Another example of where weighting comes into play with attribution is organic, and you may devalue that in your weighted attribution model as it’s not something you’re paying for.
Level 201, 301: custom model builder uses additional levers like time decay.
Level 401, 501 (advanced, where Google is looking at attribution for 2015): Augment your attribution practice with data-driven attribution, such as predictive modeling and predictive analysis. Things to be cautious of with this are correct setup and not letting the algorithm run without analysis.
Case study: Large independent agency
Needed help with display, email, affiliate, retargeting — they had a lot of types of media and were confused.
Approach:
- Identify conversion points of interest
- Assign revenue values to leads
- Create custom dimensions based on media buckets of interest
- Incorporate alternative impression weighting and time decay into custom models
- Combine media cost data to produce ROAS analysis
The recommendation based on this ROAS analysis was that some of the search budget and teams could be reallocated to display. Search was getting all the credit because it was the last click.
Drawing actionable insights
- First easy thing is to compare first click and last click and figure out your converters, your closers, your lead generators.
- Filter to remarketing assists to uncover value hidden by last-click model, but note that this is correlation and not causation. To really know the role of remarketing, do an A/B test where half of your traffic sees remarketing and the other half doesn’t.
Things you can do today:
- Experiment with standard models in the tool of your choice. Look at how ROAS/ROI changes as you go through different models.

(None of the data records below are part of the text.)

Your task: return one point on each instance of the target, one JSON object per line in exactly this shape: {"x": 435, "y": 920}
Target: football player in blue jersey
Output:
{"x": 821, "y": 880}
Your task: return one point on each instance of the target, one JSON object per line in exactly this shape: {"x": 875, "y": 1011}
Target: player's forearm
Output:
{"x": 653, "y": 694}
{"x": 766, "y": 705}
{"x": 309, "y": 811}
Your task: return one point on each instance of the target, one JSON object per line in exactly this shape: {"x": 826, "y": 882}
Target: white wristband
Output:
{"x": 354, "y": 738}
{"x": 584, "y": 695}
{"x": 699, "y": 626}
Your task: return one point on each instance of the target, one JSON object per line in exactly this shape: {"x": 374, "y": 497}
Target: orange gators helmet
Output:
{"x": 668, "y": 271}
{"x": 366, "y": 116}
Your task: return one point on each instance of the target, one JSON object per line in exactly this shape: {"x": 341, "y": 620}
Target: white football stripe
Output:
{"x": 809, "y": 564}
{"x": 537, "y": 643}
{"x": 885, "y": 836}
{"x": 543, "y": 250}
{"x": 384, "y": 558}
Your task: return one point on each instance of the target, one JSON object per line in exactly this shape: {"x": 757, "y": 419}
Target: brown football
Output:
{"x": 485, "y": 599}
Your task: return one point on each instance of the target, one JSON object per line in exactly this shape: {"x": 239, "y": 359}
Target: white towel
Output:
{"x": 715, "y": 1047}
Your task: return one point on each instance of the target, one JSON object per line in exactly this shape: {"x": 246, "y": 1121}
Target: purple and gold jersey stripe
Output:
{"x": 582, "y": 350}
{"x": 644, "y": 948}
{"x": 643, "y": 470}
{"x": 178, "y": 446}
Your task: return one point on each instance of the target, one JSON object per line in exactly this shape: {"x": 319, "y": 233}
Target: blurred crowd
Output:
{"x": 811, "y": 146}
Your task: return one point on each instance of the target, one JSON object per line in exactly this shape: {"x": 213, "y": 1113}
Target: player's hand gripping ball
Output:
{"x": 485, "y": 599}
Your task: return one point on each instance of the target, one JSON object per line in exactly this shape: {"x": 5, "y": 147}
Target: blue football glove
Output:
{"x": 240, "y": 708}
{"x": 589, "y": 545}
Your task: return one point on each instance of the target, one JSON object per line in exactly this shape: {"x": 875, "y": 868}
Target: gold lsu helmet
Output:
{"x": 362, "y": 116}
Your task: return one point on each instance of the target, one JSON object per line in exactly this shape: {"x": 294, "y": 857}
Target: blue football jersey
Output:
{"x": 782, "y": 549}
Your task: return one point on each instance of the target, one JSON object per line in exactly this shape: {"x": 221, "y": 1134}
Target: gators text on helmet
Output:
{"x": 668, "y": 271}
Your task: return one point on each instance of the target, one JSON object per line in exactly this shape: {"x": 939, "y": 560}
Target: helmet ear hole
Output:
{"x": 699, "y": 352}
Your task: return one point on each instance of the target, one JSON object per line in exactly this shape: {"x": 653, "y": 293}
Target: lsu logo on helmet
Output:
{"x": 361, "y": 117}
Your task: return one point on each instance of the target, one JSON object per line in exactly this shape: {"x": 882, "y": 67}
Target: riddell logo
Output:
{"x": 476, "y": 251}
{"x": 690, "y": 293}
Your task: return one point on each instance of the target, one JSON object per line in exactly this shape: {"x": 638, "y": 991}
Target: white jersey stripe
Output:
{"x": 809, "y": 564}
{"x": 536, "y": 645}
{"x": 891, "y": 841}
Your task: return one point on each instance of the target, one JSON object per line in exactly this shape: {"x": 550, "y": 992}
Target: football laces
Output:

- Compare models to gain insight into acquirers vs. closers.
- Create granular rules based on interaction type, position and time. To do this, look at your path links. What’s the usual period of time it takes for someone to consider and purchase. Note that cookie windows longer than 2 months raise issues like loss and drop off.

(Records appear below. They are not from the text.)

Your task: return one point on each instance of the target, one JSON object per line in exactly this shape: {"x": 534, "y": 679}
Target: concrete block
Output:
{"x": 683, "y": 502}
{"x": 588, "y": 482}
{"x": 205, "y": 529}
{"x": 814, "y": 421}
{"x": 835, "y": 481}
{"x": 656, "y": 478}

- Test by altering cookie windows and compare data.
So what’s the deal with Adometry?
Google acquired Adometry in late spring. DoubleClick and Google Analytics do “online” really well. Adometry adds a marriage of online and offline. Today’s tools have limits. They don’t generally go across devices that well, and they don’t generally go by clicks. Adometry tries to measure the effects of TV and at home. Adometry is intended to create a closed feedback loop.
Q&A
Q: I use Google Analytics for multi-channel attribution. Some of the things that you showed here, how does that translate? You’ve got multi-channel attribution here and it looks a lot like GA. What’s different?

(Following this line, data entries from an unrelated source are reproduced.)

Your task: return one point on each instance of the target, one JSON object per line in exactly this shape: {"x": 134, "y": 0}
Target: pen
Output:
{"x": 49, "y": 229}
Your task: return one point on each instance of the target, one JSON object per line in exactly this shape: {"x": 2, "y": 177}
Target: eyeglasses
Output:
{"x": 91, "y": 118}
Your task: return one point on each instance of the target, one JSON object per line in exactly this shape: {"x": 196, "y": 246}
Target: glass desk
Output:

A: It’s built on the same backend and infrastructure. A lot of the models and examples you could do in GA. You can alter cookie windows in GA.
Q: How does Universal Analytics track between devices?
A: Universal uses signed-in users in an anonymized way. Users signed in to Chrome across devices that represents some sample of the population.
Q: I have frustration over reporting the time period between an impression and the last click.
A: That’s an interesting use case. Let’s follow up.